Naar aanleiding van het niet willen erkennen van ME als ziekte beweert
minister Hoogervorst in dagblad Trouw dat RSI een modeziekte is
gebleken. Waar hij dit vandaan haalt is de RSI-patiëntenvereniging
volledig onduidelijk. Enkele jaren geleden heeft hij zelf in zijn
toenmalige functie als Staatssecretaris van Sociale Zaken de
RSI-problematiek onderkend. Dat was na het uitkomen van het rapport van
de Gezondheidsraad over RSI, waarin de problematiek helder is
omschreven.
Inmiddels is de situatie er niet beter op geworden. Het aantal
patiënten neemt nauwelijks af.
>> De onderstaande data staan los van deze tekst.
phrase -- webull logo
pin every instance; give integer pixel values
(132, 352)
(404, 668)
Nog altijd heeft 1 op de vijf werknemers
langdurige of regelmatige werkgerelateerde klachten aan arm, nek of
schouder. De helft van hen gaat hiermee naar de dokter of ervaart
beperkingen in het dagelijks functioneren. De WAO-intrede door RSI was
6 procent in 2003 en vermoedelijk is hier sprake van
onderrapportage.
Volgens onderzoek van TNO kan er in ruim eenderde van de gevallen een
diagnose gesteld worden gesteld. Het overige deel kampt met een
duidelijk klachtenpatroon, maar bij hen kan geen eenduidige diagnose
gesteld worden volgens de op dit moment geldende criteria. Zij hebben
te maken met aspecifieke klachten. Indien er meer onderzoek zou
gebeuren op het terrein van de diagnostiek zou dit percentage
waarschijnlijk omhoog kunnen.
RSI is de meest voorkomende beroepsziekte in Nederland (39%) en sinds
kort is bekend dat beroepsgerelateerde klachten aan het
bewegingsapparaat ook in Europa het grootste arborisico is. Europa
bezigt de term Muskeloskeletal Disorders. De Europese Commissie
onderkent het probleem en is deze maanden dan ook bezig met uitwerking
van beleid op dit terrein. Daarom verdient deze problematiek ook de
volle aandacht en een serieuze benadering van de Nederlandse
overheid.
In het rapport RSI van de Gezondheidsraad (2000) werd onder meer
gesteld dat meer onderzoek naar het fenomeen dringend nodig is. Daarop
heeft Hoogervorst (2001) opdracht gegeven te laten onderzoeken wat er
zou moeten worden onderzocht. In 2004 zijn de resultaten van deze
RSI-programmeringsstudie bekend gemaakt. Zijn opvolger,
staatssecretaris Van Hoof heeft in januari 2005 gemeld bereid te zijn
een van de veelbelovende onderzoeksprioriteiten op het terrein van
preventie, behandeling/reïntegratie te financieren.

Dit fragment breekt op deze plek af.